Uno di questi studi è stato condotto da Strobilo, un’azienda di neuroscienze applicate il cui scopo è quello di definire scenari predittivi a partire da quelle che sono le relazioni tra gli esseri umani e il pianeta terra. Le conclusioni sono piuttosto semplici: il nostro sistema biologico è basato su una certa condizione ambientale, che è rimasta stabile per diversi millenni e che poi, negli ultimi 50-70 anni, è cambiata in maniera repentina. Noi come genere umano non abbiamo la minima capacità di adattarci in così poco tempo a condizioni ambientali del tutto nuove, in parole povere, non siamo preparati a vivere nell’ambiente che ci ospita.
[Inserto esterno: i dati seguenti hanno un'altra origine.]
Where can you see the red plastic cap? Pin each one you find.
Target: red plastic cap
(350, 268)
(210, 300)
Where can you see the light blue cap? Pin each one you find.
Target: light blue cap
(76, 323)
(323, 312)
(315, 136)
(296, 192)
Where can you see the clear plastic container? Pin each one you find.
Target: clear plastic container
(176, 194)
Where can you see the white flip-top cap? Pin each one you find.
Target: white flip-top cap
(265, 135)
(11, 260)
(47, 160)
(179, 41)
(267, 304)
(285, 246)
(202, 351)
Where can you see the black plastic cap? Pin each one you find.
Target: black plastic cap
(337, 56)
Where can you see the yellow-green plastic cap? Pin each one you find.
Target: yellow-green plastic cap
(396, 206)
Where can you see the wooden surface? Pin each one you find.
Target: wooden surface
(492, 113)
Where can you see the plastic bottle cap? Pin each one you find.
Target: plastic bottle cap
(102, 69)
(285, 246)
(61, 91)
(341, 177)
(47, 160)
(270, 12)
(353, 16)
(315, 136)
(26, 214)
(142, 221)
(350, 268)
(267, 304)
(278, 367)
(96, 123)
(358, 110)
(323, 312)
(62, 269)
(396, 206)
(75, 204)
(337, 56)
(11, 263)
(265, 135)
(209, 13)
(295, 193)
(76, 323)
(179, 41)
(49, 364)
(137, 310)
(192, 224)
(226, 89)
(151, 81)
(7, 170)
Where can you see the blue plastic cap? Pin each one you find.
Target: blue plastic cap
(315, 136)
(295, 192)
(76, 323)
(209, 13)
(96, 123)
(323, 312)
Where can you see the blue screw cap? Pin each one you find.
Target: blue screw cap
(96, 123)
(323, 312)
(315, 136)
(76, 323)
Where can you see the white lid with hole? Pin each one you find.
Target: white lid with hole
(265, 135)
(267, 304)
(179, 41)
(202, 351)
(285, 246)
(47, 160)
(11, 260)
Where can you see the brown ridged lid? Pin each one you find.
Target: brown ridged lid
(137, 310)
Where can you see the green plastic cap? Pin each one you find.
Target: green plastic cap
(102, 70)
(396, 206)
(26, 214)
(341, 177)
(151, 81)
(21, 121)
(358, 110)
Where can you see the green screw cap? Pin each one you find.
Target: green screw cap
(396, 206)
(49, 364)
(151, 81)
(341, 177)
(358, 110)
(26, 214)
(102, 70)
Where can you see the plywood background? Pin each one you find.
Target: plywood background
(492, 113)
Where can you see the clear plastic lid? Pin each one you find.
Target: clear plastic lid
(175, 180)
Più nel dettaglio, basti pensare che ci siamo evoluti ad una concentrazione media di anidride carbonica (CO2) in atmosfera di circa 280 parti per milione (ppm), mentre oggi siamo arrivati a 424 ppm, ovvero quasi il doppio. Non solo. Trascorrere tanto tempo in un luogo chiuso condiviso con altre persone espone il nostro cervello a delle quantità di gas ancora maggiori: quando siamo a scuola, in auto o nelle nostre case, raggiungiamo la soglia di oltre le 2.000-2.500 parti per milione, esponendo il nostro cervello a una quantità di gas a dir poco folle.
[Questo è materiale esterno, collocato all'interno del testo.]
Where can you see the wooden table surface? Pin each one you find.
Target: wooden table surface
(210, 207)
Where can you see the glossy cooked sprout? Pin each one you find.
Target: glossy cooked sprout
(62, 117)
Se il nostro sistema biologico si è sviluppato per operare ad una certa concentrazione di gas serra, è intuitivo – e comunque adesso anche scientificamente provato – che soffra a causa di questa continua sovraesposizione. Ma, in particolare, a quali effetti stiamo andando incontro?
In concreto, è come se il nostro sistema neurologico avesse una piccola asfissia, andasse in sofferenza: ecco che, senza che ce ne rendiamo minimamente conto, noi accusiamo una diminuzione delle nostre capacità cognitive, che può arrivare fino al 50%.
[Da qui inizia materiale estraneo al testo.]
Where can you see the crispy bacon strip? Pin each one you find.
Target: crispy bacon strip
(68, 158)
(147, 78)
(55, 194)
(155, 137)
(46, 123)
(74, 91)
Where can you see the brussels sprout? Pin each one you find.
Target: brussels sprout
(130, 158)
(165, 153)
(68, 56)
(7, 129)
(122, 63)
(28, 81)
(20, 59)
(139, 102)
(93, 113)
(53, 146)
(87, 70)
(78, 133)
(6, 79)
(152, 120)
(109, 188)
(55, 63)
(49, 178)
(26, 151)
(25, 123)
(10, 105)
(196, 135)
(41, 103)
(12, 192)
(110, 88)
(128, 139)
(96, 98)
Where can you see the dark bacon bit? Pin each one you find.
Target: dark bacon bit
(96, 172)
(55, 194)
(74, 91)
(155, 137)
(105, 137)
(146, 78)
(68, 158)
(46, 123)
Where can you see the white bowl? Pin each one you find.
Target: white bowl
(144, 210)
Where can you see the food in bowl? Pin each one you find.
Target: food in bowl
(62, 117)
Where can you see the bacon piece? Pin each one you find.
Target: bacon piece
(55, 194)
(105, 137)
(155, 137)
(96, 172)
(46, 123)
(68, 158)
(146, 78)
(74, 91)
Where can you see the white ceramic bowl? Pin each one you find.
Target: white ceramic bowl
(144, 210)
In sostanza gli studi confermano che gli impatti a livello cognitivo dell’aumento dei livelli di CO2, che è il principale indicatore della qualità dell’aria in spazi chiusi, rappresentano un effetto “diretto” della concentrazione del gas, esattamente come l’acidificazione degli oceani, ad esempio. Ciò vuol dire che, in entrambi i casi, è la CO2 elevata in sé – e non il successivo riscaldamento che essa provoca – a scatenare i danni. E, in questo caso, i danni di cui stiamo parlando riguardano la capacità di utilizzare le informazioni, la perdita della capacità di calcolo, di essere creativi, di prendere iniziative o decisioni strategiche. Tutte abilità che afferiscono a una parte specifica del cervello, che è il lobo frontale e che risente tantissimo di questa scarsità di ossigeno e di saturazione di CO2. Ma non finisce qui, la parte più inquietante della questione è che potrebbe esserci un legame tra la concentrazione di CO2 e l’insorgenza di demenza senile.
Le stesse ricerche ci offrono però anche qualche spunto positivo. Se con l’aumento della CO2 il nostro cervello inizia a ridurre le proprie performance cognitive, allo stesso modo, il livello di stress si riduce quando entriamo in contatto con il verde, i boschi, la natura incontaminata. Insomma, l’uomo negli anni si è allontanato sempre più dalla natura, ma il suo corpo è ancora progettato per stare nel verde. E per chi non può passare la giornata al parco, ci sono soluzioni alternative, come aprire le finestre e garantire un ricircolo d’aria che andrebbe a ridurre sia lo stress termico sia la concentrazione di CO2. Anche se, come scrive il pensatore indiano Amit Ray: “Guardare la bellezza della natura è il primo passo per purificare la mente”.